HALKWEBPolitikaÖzgür Özel, 'Abla'dan sonra 'Abi'yle de gerildi!

Özgür Özel, ‘Abla’dan sonra ‘Abi’yle de gerildi!

“Abla” dediği Meral Akşener’den “Bana abla mabla demeyin” cevabı alan Özgür Özel, şimdi de “Abi” dediği Müsavat Dervişoğlu ile gerildi. Gazeteci yazar Akın Olgun, siyasi rakibine "Abla", "Abi" demenin baştan onun hakimliğini kabul eden bir hal olduğuna dikkat çekti

Siyasette, partililerin sevdikleri liderlerine “Baba”, “Karaoğlan”, “Reis”, “Mücahit” vb. gibi sevgi içeren hitaplar kullanmaları olağan. Ancak, siyasi rakipler geçmişten beri birbirlerine genellikle resmi ve mesafeli ifadelerle hitap ederler. Son yıllarda bu konuda bir esneme gözlemleniyor.

CHP Genel Başkanı Özgür Özel, başkan seçildikten sonra partisinin bir dönem dayanışma içinde olduğu ancak son süreçte tekrar rakip haline geldikleri İYİ Parti’nin eski ve yeni genel başkanına yönelik “Abi” ve “Abla” ifadelerini kullandı. Ancak samimi ifadeler kullanmak, bazen her zaman samimiyeti de getirmiyor. Bu konudaki güncel bir gelişme, kayyım operasyonlarının ardından yaşandı.

Dervişoğlu’ndan Özel’e Bakırhan tepkisi

DEM Eş Başkanı Tuncer Bakırhan’ın üç DEM’li belediyeye kayyım atanmasının ardından yaptığı konuşmasında “Şeyh Saitler, Seyit Rızalar, Sakineler ne yaptıysa onların yaptıklarını yapacağız!” demesi, kimi çevrelerce eleştiri konusu oldu. İYİ Parti Genel Başkanı Müsavat Dervişoğlu, grup toplantısında yaptığı açıklamada Bakırhan’ı eleştirerek, tepki çeken konuşması sırasında Özel’in de orada olduğunu öne sürdü ve “İhanet kürsüsünü susarak onaylıyorsunuz” dedi.
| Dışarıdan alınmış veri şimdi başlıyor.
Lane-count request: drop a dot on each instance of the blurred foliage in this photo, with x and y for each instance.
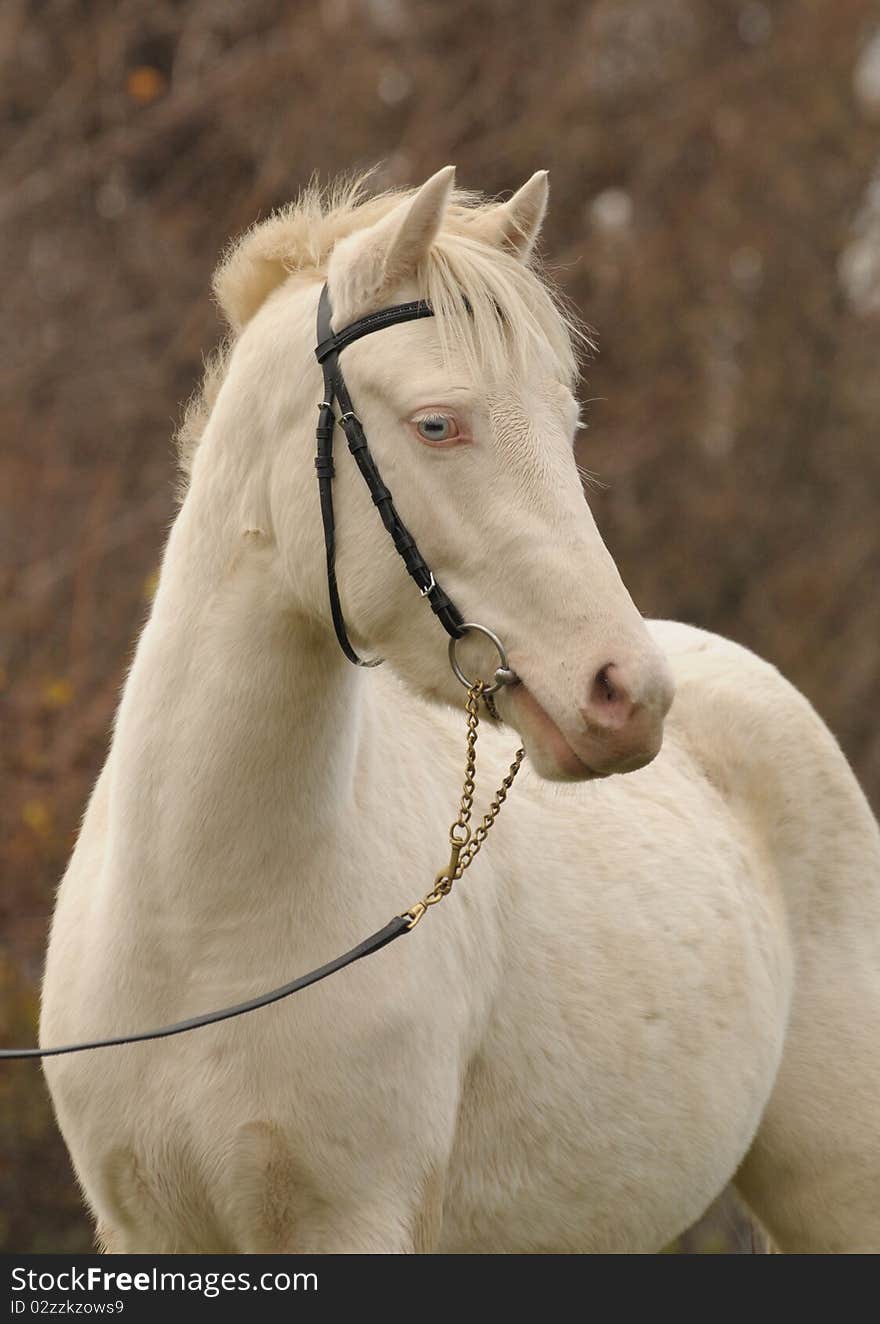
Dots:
(716, 215)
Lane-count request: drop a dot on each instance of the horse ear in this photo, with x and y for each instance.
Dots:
(515, 225)
(369, 262)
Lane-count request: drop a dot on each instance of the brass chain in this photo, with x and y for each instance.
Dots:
(463, 841)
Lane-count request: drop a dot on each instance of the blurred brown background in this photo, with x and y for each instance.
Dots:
(715, 176)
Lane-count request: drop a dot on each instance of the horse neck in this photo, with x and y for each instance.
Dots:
(240, 724)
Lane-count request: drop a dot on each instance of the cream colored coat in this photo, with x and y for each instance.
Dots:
(646, 985)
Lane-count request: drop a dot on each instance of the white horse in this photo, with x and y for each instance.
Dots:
(645, 987)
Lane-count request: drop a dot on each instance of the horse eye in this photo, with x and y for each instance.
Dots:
(437, 428)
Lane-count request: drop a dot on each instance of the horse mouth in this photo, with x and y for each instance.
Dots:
(545, 743)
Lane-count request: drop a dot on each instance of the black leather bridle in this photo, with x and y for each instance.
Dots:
(330, 346)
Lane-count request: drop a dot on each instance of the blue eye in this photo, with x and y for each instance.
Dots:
(437, 428)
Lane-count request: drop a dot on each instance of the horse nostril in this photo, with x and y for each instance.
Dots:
(604, 689)
(609, 705)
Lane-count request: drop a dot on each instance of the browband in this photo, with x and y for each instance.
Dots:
(330, 344)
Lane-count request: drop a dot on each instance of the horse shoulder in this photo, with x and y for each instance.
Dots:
(764, 747)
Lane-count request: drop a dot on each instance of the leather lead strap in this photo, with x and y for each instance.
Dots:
(381, 938)
(328, 348)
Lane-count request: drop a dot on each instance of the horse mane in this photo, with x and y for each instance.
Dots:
(508, 307)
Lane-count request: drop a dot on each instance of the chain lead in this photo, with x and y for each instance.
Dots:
(466, 842)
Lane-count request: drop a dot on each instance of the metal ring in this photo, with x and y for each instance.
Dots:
(503, 674)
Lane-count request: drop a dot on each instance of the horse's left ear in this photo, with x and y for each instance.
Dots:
(367, 265)
(515, 225)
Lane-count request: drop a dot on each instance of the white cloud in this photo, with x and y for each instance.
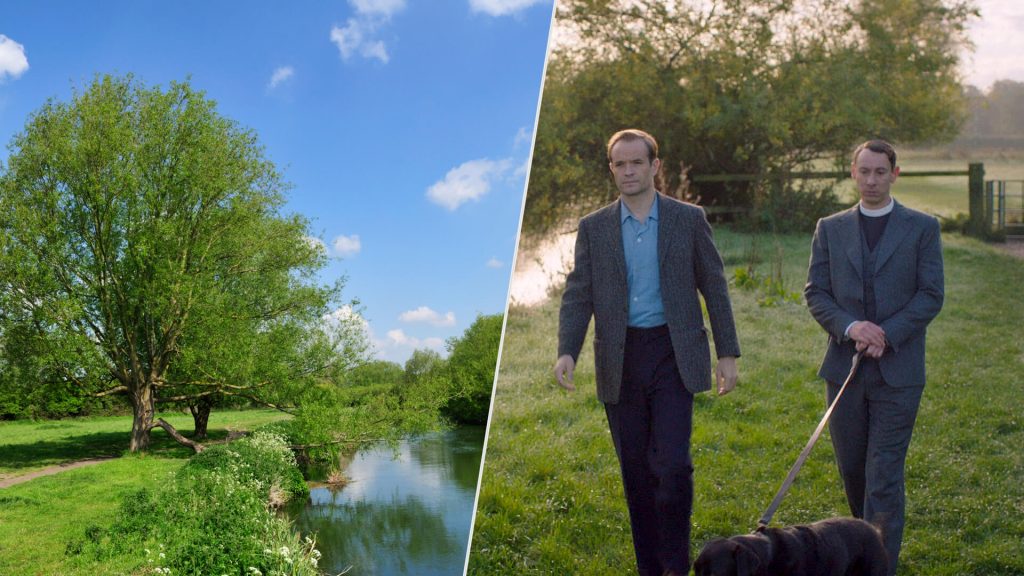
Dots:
(316, 243)
(424, 314)
(469, 181)
(384, 8)
(344, 316)
(280, 75)
(398, 338)
(347, 245)
(12, 59)
(501, 7)
(997, 44)
(352, 40)
(358, 35)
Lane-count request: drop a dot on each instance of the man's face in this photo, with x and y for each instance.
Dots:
(634, 173)
(873, 177)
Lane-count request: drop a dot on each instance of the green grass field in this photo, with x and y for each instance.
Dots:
(551, 500)
(40, 517)
(943, 196)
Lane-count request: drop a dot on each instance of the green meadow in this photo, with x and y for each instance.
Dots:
(39, 518)
(944, 196)
(551, 499)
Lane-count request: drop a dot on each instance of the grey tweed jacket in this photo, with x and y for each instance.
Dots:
(908, 290)
(688, 262)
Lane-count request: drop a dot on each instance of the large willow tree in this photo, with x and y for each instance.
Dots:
(738, 86)
(144, 253)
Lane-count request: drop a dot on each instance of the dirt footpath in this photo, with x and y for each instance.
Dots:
(11, 481)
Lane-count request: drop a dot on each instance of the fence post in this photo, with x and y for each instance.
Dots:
(979, 227)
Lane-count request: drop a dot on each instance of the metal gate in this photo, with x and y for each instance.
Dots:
(1006, 207)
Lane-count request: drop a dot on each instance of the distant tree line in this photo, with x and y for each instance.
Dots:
(740, 86)
(995, 118)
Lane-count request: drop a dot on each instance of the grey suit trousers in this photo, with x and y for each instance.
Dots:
(870, 432)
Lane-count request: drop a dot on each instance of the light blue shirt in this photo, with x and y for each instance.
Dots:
(640, 245)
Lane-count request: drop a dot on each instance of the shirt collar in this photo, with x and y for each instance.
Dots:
(624, 211)
(878, 211)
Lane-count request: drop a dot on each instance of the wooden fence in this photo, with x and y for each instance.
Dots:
(979, 224)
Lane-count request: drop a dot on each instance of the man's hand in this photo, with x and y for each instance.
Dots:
(563, 371)
(726, 374)
(868, 334)
(869, 351)
(870, 338)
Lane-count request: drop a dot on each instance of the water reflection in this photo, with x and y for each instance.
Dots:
(409, 515)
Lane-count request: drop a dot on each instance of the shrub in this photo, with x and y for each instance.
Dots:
(213, 517)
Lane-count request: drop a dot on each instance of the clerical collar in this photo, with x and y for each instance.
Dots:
(878, 211)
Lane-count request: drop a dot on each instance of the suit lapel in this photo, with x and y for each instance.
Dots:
(611, 229)
(849, 230)
(666, 216)
(893, 235)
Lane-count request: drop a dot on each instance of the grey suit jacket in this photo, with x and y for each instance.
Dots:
(597, 286)
(908, 289)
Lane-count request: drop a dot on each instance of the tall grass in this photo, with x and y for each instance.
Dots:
(39, 519)
(551, 500)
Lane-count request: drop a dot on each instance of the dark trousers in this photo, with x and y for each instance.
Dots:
(870, 432)
(650, 427)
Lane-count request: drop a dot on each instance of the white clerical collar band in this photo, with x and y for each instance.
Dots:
(878, 211)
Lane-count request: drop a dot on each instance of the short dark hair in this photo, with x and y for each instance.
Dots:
(632, 134)
(879, 147)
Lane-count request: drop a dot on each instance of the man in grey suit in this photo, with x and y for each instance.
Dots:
(875, 282)
(640, 262)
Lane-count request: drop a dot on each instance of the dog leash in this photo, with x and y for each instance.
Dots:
(766, 518)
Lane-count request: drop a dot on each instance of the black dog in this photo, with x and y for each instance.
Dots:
(839, 546)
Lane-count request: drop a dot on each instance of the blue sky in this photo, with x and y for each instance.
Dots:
(403, 125)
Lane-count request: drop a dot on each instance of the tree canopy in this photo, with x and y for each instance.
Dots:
(738, 86)
(144, 252)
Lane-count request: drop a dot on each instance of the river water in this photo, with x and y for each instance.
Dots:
(406, 515)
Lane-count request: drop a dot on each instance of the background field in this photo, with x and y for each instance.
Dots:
(551, 500)
(39, 518)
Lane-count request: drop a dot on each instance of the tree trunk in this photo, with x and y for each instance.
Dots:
(177, 436)
(201, 416)
(140, 395)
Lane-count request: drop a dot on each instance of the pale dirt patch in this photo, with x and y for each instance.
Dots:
(48, 470)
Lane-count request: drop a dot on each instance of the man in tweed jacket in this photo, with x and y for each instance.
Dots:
(640, 263)
(875, 283)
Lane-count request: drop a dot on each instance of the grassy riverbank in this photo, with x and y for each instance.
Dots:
(38, 519)
(551, 500)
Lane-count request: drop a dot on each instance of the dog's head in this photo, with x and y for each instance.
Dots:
(724, 557)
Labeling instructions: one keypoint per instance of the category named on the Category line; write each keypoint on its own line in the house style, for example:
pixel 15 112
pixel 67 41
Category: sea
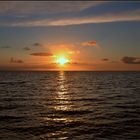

“Aramızda abi kardeş hukuku olan birisi”

Dervişoğlu’nun bu iddiası Özel’e de soruldu. Özel, öncelikle konuşmanın yapıldığı sırada orada olmadığını belirtti ve devamında “Beni tanıyan, aramızda abi kardeş hukuku olan birisinin bu kadar yanlış bir bilgiyi grup toplantısı marifetiyle yaymaya katkı sağlaması benim açımdan üzücü oldu. Yine de son sözümüz her zamanki gibi canı sağ olsun” dedi.

“Abla” dediği Akşener’den de sert cevap almıştı

Özel, Dervişoğlu’nun selefi, yani bir önceki lideri olan Meral Akşener’e de “Abla” diye hitap etmiş, ancak bu hitaba karşı sert bir cevap almıştı. Akşener, geçtiğimiz 28 Mart günü parti mensuplarıyla yaptığı iftar programında CHP’ye yönelik “Bana abla mabla demeyin, istemiyorum. Çünkü sizin bana vıcık vıcık riyakarlıkla abla demeniz, beni samimiyetle ablası, kardeşi ve annesi gören milletimize yapılmış koca bir hakarettir” demişti.
Özel ise Akşener’in bu sözlerine cevaben “Sayın Genel Başkan’ıma cevabım iki kelime: Canı sağ olsun. Ablam benim. Eski dosttan düşman olmaz” şeklinde yanıt vermişti.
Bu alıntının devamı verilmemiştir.